This is why I find it difficult to believe that the bows would break after 40 or so arrows (for ease we'll call it 48 arrows or two "sheaves" the standard amount an Archer carried).

The bows took about 1-2 years to season and then another 1-2 years to make the bow. That time plus the actual cost of the bow, to me means that sort of wastage must have been very costly and prohibative.

Cost is again a factor when you look at the amount of practice a longbowman had to do. After every practice he'd need a new bow and I doubt a practice sesson would have been just 48 arrows. To get the maximum benefit from the practice they would have had to been using bows of equal or greater draw weight than the ones used during war.

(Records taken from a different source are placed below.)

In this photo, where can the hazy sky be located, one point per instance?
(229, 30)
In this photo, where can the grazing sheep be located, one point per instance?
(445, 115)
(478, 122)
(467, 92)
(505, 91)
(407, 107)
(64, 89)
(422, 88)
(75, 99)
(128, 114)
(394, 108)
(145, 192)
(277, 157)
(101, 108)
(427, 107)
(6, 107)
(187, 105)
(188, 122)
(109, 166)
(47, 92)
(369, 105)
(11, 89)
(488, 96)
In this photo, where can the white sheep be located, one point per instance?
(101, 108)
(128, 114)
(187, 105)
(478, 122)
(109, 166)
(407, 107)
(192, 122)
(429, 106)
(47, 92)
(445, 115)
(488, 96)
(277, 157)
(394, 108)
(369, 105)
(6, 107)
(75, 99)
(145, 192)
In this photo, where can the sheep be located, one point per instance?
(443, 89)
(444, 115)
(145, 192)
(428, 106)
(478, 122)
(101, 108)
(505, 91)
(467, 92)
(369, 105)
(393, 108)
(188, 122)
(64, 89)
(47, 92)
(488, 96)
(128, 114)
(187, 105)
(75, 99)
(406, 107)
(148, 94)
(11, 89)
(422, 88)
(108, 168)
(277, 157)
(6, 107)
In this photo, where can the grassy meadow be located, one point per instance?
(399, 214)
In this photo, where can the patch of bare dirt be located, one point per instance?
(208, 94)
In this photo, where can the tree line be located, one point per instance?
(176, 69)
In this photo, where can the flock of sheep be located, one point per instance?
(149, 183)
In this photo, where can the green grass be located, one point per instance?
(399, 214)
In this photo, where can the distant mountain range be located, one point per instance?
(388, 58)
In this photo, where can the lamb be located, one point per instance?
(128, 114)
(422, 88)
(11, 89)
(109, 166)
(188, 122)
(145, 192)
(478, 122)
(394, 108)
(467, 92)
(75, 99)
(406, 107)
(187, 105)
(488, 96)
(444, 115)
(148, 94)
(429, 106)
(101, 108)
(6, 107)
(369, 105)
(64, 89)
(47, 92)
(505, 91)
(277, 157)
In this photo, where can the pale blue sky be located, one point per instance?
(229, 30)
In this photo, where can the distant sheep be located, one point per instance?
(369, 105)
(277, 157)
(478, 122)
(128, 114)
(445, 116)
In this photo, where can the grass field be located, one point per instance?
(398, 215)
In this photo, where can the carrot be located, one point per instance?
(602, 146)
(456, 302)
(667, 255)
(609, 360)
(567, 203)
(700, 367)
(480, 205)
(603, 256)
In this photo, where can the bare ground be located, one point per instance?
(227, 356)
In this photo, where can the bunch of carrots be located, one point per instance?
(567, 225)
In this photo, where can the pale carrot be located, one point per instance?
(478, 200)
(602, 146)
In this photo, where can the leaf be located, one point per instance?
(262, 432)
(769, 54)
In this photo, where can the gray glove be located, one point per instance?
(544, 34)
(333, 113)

At Crecy there was about 7000 archers who fired off about 500 000 arrows over the 8 hours that the battle is said to have taken. Meaning that each Archer would have to have had at least an extra bow stave or two ready (that would include having the bow warmed up).

At Agincourt, the records point to the English being short of arrows and men, not bows. If bow breakage was such a problem, I cannot see how the longbow became the premier weapon of war it was.

I've had a bowstring go on me twice and I've seen a bow break - it was poorly looked after. Neither experiance was fun and certainly wouldn't want a bow to go on me at full draw.

Granted a longbow may not give way like this recurve did, but what you're suggesting is the same as a Soldier needing a new rifle every couple of magazines! :G

I think we'll have to agree to disagree. :cheers:
“The standard you walk past is the standard you accept.”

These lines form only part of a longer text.